Nous avons au moins la consolation de rouler ensuite sur du bitume. Ça reste cependant assez côteux, si bien qu’à la sortie de Santa Rosa, quand nous apercevons la pente à venir, nous décidons de camper sur le terrain de soccer juste en bordure de ce petit bourg. Évidemment, nous demandons la permission aux gens, et personne n’y voit d’objection, on s’inquiète même que nous ayons froid. 
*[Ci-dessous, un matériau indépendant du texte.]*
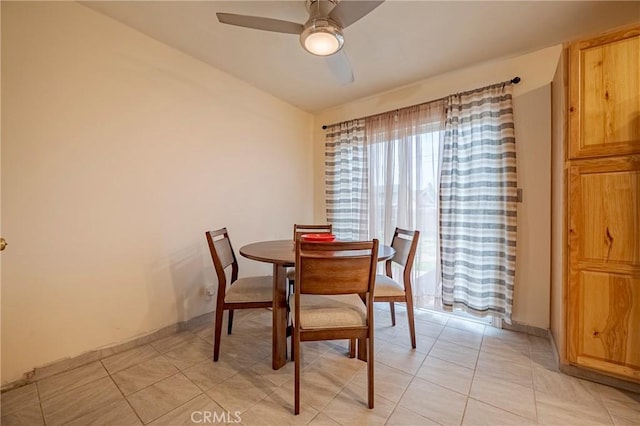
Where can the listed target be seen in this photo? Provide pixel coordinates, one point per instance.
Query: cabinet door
(603, 298)
(604, 95)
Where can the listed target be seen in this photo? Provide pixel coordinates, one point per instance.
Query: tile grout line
(120, 390)
(414, 377)
(44, 421)
(473, 376)
(533, 382)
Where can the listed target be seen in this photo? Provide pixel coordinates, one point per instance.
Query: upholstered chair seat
(320, 311)
(250, 289)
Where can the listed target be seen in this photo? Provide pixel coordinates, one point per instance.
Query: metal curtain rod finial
(514, 80)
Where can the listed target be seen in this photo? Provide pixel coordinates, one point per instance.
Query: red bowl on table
(318, 237)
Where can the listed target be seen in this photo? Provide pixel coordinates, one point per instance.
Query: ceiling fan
(321, 35)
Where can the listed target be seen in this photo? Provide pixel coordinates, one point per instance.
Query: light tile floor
(462, 373)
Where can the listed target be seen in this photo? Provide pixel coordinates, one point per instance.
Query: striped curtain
(346, 179)
(478, 203)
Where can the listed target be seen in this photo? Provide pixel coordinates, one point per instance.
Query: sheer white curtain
(403, 162)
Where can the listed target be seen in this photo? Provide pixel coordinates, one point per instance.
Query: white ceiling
(398, 43)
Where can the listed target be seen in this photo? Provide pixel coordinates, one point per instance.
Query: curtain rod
(514, 80)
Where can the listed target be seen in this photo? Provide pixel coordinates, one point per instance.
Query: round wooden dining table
(282, 254)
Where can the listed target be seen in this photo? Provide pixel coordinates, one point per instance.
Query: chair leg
(370, 375)
(362, 350)
(217, 333)
(392, 308)
(296, 360)
(230, 325)
(412, 327)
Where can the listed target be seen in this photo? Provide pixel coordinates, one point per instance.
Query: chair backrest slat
(222, 255)
(404, 243)
(336, 267)
(310, 229)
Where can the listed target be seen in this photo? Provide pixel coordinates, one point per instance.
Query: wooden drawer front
(605, 216)
(609, 323)
(605, 96)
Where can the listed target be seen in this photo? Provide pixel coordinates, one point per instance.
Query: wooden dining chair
(333, 299)
(240, 293)
(299, 230)
(389, 290)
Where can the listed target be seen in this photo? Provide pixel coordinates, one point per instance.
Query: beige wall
(118, 152)
(532, 111)
(558, 97)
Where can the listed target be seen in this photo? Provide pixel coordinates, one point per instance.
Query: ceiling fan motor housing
(322, 37)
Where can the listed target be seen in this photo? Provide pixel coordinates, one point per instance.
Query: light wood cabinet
(604, 95)
(602, 311)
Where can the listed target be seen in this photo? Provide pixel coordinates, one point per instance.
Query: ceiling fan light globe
(322, 38)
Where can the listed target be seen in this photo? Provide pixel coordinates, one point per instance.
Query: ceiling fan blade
(349, 11)
(260, 23)
(340, 67)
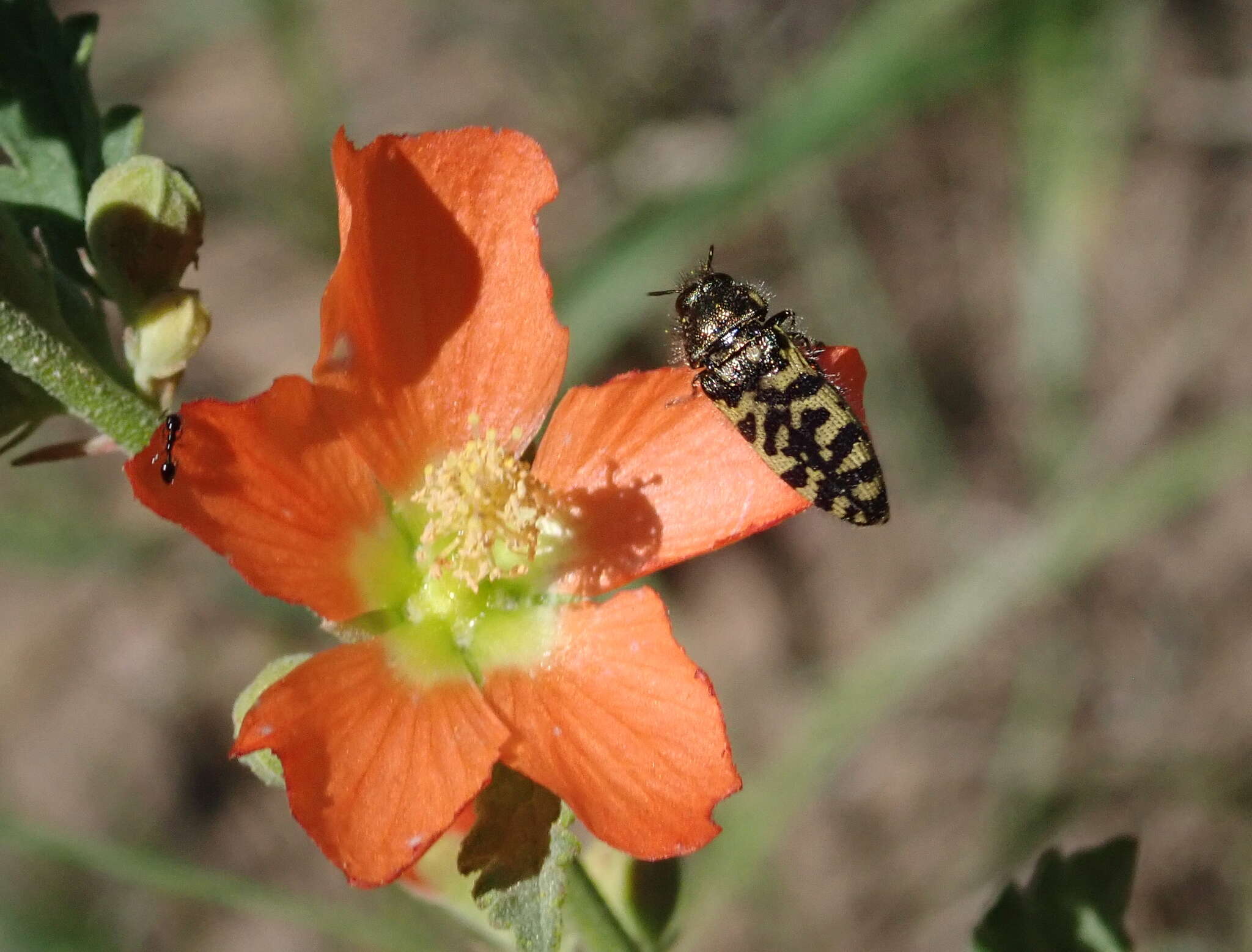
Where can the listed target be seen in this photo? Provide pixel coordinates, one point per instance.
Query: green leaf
(653, 888)
(1071, 905)
(510, 837)
(123, 133)
(516, 829)
(50, 130)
Nous passerons une nuit douillette dans nos duvets, si ce n’est le réveil un peu brutal, un peu avant 5 heures du matin. En effet, une petite camionnette arrive au village et nous entendons: « Poisson, poisson, qui veut du beau poisson? » ou quelque chose comme ça. Imaginez la voix criarde, amplifiée par un vieux haut-parleur grésillant, seulement interrompue quand le bonhomme s’arrête pour un client mais alors là, c’est la musique qui prend le relais, à haut volume. Et ça dure environ une heure! Charles a quasiment envie d’aller lui acheter tout son stock pour qu’il reparte! Pourtant, Santa Rosa n’est qu’un minuscule village d’une trentaine de maisons tout au plus. Notre homme tient probablement à être sûr que tout le monde est bien réveillé avant de repartir.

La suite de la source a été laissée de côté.